L'incidence dépendra de divers facteurs, dont les niveaux de taxation existants et la manière dont les États membres décident de structurer leur régime fiscal autour des nouveaux minima. Pour les États membres, l'incidence principale résidera dans le fait qu'ils devront mettre un terme au traitement fiscal inégal de l'essence et du gazole. Ce dernier est actuellement soumis à un taux de taxation au litre inférieur à celui de l'essence dans la totalité des États membres, à une exception près (Royaume-Uni), bien qu'il présente un contenu énergétique et une intensité de CO2 supérieurs par unité de volume. Il en résulte une situation dans laquelle les signaux de prix donnés par le marché ne jouent plus leur rôle: alors que le prix du gazole (hors taxes) est plus élevé que celui de l'essence (en raison d'une demande de gazole excédentaire dans l'Union européenne), c'est l'inverse qui se produit à la pompe en raison du régime fiscal, ce qui ne fait qu'accroître la demande de gazole en dépit de l'insuffisance de la production de l'UE. La proposition met un terme à cette inégalité de traitement en prévoyant un taux de taxation neutre pour l'essence et le gazole, ainsi que pour les autres carburants, après une période transitoire de dix ans destinée à permettre aux acteurs du marché d'adapter les procédés industriels. La plupart des États membres pourront atteindre cette neutralité soit en augmentant le taux de taxation du gazole, soit en diminuant celui de l'essence.

Quelle sera le traitement réservé aux carburants de substitution comme le GPL (gaz de pétrole liquéfié) et le GNC (gaz naturel comprimé)?

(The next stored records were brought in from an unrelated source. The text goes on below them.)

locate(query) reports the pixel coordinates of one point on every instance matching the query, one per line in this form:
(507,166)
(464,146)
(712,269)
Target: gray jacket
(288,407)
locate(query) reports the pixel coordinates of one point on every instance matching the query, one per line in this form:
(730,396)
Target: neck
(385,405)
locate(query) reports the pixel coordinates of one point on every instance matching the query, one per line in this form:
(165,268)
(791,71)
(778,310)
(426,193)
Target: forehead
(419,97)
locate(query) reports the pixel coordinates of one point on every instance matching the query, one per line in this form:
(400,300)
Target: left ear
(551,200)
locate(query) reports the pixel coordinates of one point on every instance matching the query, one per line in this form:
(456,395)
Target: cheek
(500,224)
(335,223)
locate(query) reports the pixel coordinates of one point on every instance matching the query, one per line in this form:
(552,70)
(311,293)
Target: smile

Les États membres qui veulent promouvoir le GNC et le GPL appliquent souvent à ces produits des taux de taxation très faibles. Toutefois, l'utilisation globale de ces carburants reste à ce jour assez limitée. Par souci de cohérence, il faudrait qu'à terme, les mêmes taux de taxation liée au contenu énergétique et au CO2 s'appliquent à l'ensemble des carburants, y compris au GNC et au GPL. En d'autres termes, les avantages relatifs de chaque carburant en termes d'émissions de CO2 seront automatiquement rétribués par le régime fiscal, mais aucun autre avantage concurrentiel ne sera octroyé. Toutefois, étant donné que les taux de taxation actuellement applicables à ces produits sont souvent très bas et qu'il faudra encore un certain temps avant que ces derniers ne puissent réellement concurrencer les carburants traditionnels, la nouvelle directive prévoit de longues périodes transitoires pour l'alignement des taux de taxation. Les États membres pourront donc continuer à octroyer un traitement privilégié au GNC et au GPL pendant douze ans.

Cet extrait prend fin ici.